My problemas are not the ideas, I ditch every single idea I can't validate it, my single problems are: finding a good co-founder, heavy coder so we can venture both in the ways of nerdism with the proyect and capital. I can't do code + capital search + company administration, etc. etc.

Every time I pitch my 2 biggest ideas people get shock but they're too ambitious and requiere, maybe 10 people working full time on it. After we validate the model with real people, the lean way, ofc.

What ways have you tried to find a co-founder?

Not trying to be snarky, I honestly want to know.

Well, because you need a partner who believe and want to sail in the same ship. Because that partner will suffer the same penalties you can suffer, like working for free for some time, having a low salary at the start, working extra hours, etc. Hiring someone to do the job is simply a problem because you can't afford paying one if you want quality.

But also, the few investors I've been talking in the past they want a formal team with a commitment thinking, and by saying you will just hire someone to do something is not enough, at least even on leaning.

I have a few ideas but none I'm passionate enough about to work on. I don't want to go down the rabbit hole of building something people don't want again.

Btw, I'm not able to fill in the email field on your website. (Firefox on Windows)

Thanks for the heads-up :)

If it still doesn't work then email me at info@howtofindsaasideas.com

Some excellent ideas, but not enough time to develop them, and too risky or not obviously profitable enough for me to be able to quit full-time agency work (which would obviously be the goal). Ideas come easy, the kind that intersect with "potentially profitable within 6-12 months" are much rarer.
So you'd be interested in various tactics for testing if an idea is potentially profitable before you start developing?
Can I suggest you use this forum as a way to test your ideas, publicise the book and get tons of real life examples

in short - how do I, with an idea, test it? How do I use AdWords, keyword search, mailchimp etc etc

Got a process - validate it here

(As I suspect you are)

Finding a (good) idea is challenging, but I feel there's lots of good advice (especially from some of HN's more prolific posters) on how to vet good ideas with some rigor.

I feel the bottleneck is in the validation phase. You can be brainstorming dozens of ideas, but to go anywhere with them, I feel you should research, talk to people, look at stats/trends, maybe build a brochure site/MVP and capture some leads, etc. These all take time, effort, (some) cost, and of course require the dreaded act of communicating with other human beings.
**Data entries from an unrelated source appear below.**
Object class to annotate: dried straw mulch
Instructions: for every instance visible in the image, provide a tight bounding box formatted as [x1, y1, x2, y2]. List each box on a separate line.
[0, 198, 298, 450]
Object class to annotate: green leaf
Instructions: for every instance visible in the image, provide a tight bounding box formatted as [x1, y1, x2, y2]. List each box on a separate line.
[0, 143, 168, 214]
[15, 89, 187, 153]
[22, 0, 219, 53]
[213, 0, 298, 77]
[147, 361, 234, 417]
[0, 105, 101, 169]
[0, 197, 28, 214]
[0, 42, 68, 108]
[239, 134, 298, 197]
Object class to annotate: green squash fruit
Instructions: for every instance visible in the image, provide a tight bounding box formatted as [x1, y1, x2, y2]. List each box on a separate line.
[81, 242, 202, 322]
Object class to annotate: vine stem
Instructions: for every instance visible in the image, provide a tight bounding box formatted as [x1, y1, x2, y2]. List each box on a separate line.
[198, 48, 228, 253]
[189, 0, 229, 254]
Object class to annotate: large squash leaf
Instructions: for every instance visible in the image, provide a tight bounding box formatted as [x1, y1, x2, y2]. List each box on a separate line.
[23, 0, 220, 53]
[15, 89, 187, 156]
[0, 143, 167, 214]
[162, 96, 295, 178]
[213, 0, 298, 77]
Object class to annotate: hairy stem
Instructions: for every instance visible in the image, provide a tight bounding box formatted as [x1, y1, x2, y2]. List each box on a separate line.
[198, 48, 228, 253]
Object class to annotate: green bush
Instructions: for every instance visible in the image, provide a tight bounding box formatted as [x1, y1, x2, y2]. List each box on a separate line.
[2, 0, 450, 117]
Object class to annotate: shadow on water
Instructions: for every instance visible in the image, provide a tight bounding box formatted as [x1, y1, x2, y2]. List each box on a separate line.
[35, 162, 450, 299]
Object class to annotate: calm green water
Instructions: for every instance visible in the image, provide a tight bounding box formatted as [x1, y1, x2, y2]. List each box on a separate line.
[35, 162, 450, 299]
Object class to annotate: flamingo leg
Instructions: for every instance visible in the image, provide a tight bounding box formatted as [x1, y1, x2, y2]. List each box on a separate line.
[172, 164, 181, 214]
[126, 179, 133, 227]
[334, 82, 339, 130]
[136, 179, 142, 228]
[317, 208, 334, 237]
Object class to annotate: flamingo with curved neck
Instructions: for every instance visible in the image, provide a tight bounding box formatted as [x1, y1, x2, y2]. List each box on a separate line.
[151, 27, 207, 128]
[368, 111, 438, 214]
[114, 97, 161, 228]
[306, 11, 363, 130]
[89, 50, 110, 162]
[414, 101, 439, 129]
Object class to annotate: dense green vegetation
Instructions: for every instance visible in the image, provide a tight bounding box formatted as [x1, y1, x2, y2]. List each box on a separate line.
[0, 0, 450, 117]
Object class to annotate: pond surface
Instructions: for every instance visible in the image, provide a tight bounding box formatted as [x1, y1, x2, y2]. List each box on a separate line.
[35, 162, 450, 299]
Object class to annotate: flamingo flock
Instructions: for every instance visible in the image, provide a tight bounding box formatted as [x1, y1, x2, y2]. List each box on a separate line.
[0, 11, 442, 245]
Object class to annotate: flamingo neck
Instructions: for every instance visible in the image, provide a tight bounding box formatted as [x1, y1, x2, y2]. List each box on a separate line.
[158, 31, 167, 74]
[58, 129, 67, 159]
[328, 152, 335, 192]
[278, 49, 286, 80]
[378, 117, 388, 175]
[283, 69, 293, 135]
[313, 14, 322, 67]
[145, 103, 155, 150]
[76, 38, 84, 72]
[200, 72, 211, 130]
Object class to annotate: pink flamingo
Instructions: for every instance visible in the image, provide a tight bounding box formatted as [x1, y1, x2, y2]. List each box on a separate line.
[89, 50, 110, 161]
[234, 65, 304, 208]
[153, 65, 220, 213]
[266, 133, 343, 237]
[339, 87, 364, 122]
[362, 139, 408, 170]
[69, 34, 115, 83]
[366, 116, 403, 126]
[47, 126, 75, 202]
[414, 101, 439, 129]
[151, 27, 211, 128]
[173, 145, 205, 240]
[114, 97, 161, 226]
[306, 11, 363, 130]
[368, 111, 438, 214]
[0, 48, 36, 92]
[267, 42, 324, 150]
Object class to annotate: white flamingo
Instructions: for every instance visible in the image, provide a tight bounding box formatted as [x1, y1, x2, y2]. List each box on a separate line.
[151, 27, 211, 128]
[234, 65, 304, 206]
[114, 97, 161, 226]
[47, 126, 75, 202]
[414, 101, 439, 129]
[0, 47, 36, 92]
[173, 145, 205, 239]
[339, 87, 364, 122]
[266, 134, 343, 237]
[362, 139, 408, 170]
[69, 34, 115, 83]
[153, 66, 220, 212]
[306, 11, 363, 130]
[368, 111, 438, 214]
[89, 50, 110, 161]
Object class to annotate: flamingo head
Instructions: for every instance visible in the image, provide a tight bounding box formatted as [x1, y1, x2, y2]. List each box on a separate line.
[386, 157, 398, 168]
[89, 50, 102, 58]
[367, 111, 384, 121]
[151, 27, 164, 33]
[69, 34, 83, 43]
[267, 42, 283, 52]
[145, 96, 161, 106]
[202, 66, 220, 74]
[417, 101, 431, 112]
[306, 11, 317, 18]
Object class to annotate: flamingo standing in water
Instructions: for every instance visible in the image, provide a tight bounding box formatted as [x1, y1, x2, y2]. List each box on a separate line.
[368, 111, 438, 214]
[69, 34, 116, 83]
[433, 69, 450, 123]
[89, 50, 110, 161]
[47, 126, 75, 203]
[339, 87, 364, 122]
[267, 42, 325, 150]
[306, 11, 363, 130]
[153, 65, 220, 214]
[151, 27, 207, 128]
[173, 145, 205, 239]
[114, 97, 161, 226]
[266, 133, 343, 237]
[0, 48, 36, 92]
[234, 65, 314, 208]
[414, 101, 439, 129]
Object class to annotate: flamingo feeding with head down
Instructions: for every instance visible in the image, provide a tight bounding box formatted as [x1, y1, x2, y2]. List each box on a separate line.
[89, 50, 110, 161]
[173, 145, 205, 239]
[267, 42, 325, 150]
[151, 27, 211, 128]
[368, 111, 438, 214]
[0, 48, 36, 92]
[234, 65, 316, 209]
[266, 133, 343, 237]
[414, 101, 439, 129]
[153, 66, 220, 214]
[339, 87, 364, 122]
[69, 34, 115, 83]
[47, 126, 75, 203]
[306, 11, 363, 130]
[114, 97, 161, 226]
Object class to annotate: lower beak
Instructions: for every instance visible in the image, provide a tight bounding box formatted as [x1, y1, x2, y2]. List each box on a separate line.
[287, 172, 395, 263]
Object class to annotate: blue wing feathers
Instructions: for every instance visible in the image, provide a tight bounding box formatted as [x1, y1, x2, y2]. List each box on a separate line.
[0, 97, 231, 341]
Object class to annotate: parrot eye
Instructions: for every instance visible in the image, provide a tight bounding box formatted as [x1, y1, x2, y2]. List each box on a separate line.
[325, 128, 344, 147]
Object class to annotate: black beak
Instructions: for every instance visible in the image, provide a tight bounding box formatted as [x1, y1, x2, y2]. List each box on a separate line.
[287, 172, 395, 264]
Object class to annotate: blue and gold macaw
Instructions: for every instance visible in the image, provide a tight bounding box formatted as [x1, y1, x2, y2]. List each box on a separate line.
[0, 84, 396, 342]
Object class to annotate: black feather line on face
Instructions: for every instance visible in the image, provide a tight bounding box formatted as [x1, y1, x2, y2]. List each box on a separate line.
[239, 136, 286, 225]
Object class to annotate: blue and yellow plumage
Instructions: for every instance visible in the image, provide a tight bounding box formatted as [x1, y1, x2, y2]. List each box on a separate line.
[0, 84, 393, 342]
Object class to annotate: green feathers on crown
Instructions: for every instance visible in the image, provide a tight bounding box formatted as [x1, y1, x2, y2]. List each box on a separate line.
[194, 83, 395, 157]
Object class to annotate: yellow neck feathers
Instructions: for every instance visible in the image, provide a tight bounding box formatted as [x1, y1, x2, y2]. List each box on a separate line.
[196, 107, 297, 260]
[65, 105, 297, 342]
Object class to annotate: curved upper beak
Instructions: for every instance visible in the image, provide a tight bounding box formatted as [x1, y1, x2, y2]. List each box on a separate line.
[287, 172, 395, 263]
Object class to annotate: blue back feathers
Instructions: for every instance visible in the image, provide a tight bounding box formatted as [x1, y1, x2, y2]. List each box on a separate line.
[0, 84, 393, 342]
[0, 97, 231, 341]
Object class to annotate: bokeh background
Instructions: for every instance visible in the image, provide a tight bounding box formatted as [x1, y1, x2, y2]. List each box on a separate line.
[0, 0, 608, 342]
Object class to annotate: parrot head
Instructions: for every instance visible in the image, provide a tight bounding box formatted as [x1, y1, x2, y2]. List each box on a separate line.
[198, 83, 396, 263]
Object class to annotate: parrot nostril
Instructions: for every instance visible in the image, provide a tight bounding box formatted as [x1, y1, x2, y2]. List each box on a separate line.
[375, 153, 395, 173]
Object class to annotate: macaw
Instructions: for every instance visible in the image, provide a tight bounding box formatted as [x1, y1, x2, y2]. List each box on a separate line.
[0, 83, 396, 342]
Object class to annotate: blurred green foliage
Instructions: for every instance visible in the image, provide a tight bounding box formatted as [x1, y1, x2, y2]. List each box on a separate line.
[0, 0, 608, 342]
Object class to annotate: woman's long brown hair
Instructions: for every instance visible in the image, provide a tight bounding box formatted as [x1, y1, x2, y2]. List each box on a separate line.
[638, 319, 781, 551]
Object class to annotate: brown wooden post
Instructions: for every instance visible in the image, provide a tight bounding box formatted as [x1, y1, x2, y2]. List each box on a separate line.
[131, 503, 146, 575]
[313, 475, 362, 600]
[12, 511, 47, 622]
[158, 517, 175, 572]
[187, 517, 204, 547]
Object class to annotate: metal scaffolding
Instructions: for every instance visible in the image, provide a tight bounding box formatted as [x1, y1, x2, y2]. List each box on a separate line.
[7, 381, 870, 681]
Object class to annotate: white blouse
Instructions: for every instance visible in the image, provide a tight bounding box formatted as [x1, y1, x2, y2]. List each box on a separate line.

Idea work comes naturally to hackers, but communication doesn't. Plus, once you're considering communicate an idea to others, subconsciously you acknowledge that it might not be well-received or fail to take off. I believe that (in my case at least) this causes a big bottleneck. I'm always happy to ponder ideas, but seem to have less enthusiasm to do the legwork to validate them!

How do you usually go about communicating with people when validating the idea? Emails? Cold calling? Something else?

To whom do you reach out?

I hope to provide the reader with a good arsenal of tips and tricks on communication in my upcoming book, might be worth signing up for updates :) /shamelessplug

If I could completely answer this question, it would not be my bottleneck! ;)

What I have done: post a brochure site, promising more to come, and offering a free whitepaper/guidebook in exchange for an email subscription. Use free $100 Adwords coupon to send traffic there. Count email signups. Send out a newsletter to them, try to gauge engagement.

Other tactics I know of:

  - Offer pre-sales
  - Talk to business owners casually
  - Go to trade shows and chat
  - Offer surveys
  - Ask mechanical turk for feedback
  - Lurk in forums to see what people are discussing
  - Surf Amazon reviews to gauge how people feel about X
Can I do an interview with you for my book?